How does Cornell's endowment compare to others in the Ivy League?
Before the financial meltdown, Harvard's endowment was more than $36 billion; Cornell's was the sixth largest at about $5.4 billion (see Figure 1, which shows the size of the endowments held by the eight Ivies as of June 30, 2008). But looking at the endowment per student, to control for the varying size of the institutions, gives a very different picture (see Figure 2, which shows data for the 2006-07 academic year). Viewed this way, Princeton was the richest school, with more than $2 million per student, while Cornell was the poorest, with less than $300,000. Of course, all of these numbers would be lower if we knew the precise current values—most of the Ivy schools, including Cornell, reported declines of 20 to 30 percent in the six-month period ending on December 31, 2008, and it is likely that these declines have continued.
How much of its endowment should a university spend each year?
The share of an institution's operating budget that comes from its endowment depends upon, among other things, its endowment's value, the spending rate from its endowment, and its other sources of revenue. Data that the Ivy schools submitted to the Senate Finance Committee last year indicate that the average payout rate (spending from the endowment as a share of market value) from fiscal year 2000 to fiscal year 2007 was 5.375 percent for Cornell, the highest among the Ivies. The three richest Ivies had lower average payouts, from 4.062 to 4.38 percent. Payout rates tend to be lower at richer institutions because they do not need to generate as much spending from each dollar of their endowment to support their operations. Given the return on an endowment and its rate of growth due to new gifts, lower spending rates mean the endowment grows faster; this is one of the reasons that the disparity in endowment wealth among the Ivies has increased over time.

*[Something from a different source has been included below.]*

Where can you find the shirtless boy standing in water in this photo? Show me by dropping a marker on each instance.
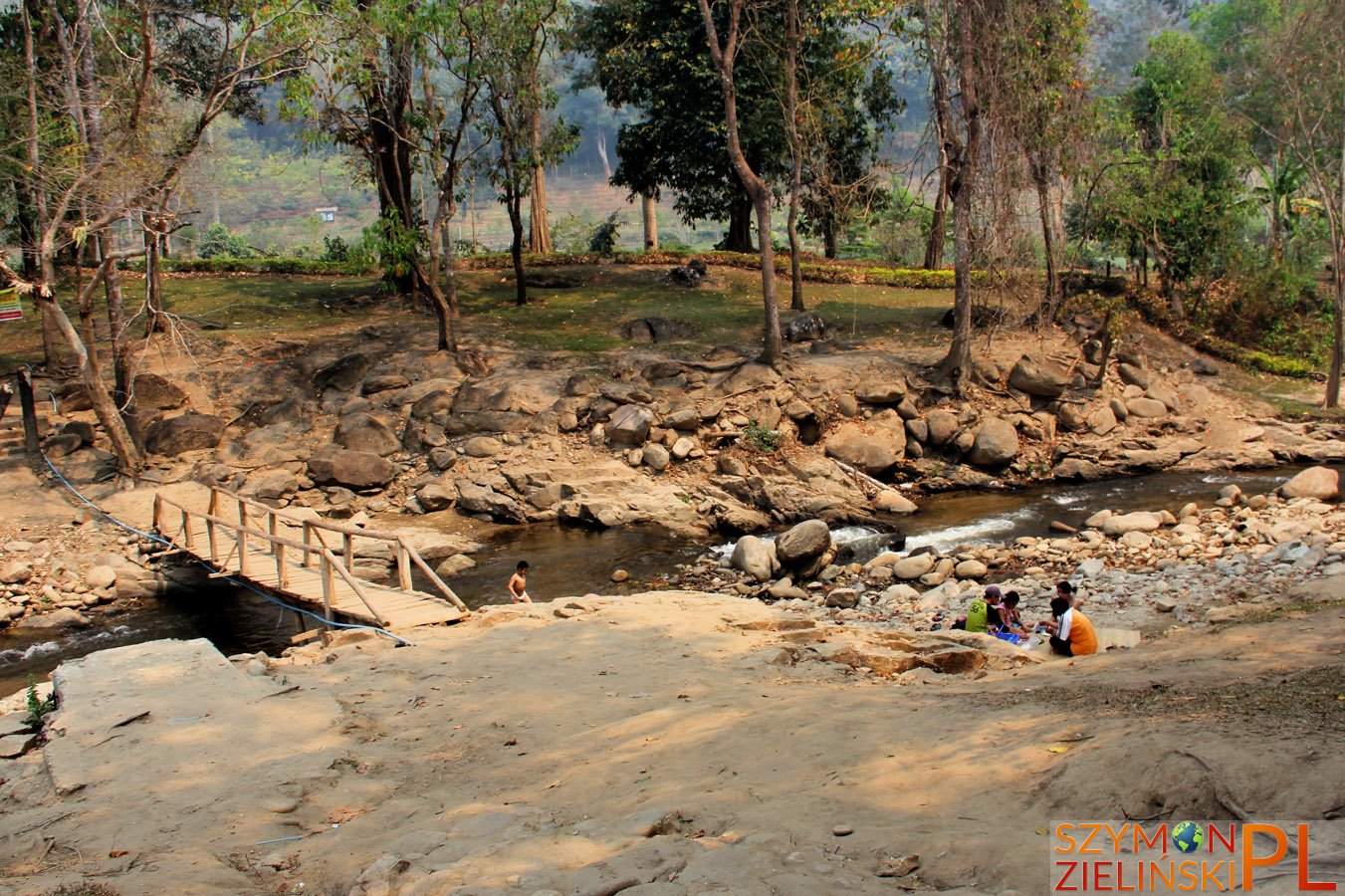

In spite of their lower payout rates, this year Harvard, Yale, and Princeton each is generating between 35 and 45 percent of its operating budget from its endowment. Cornell, which has a large volume of external research funding and (declining) state appropriations for its four contract colleges, is generating 11 percent. So the tremendous fall in endowment values is affecting Cornell's richer peers more than us, in the short run—although they have more leeway to increase their payout rates to offset the decline in their endowments.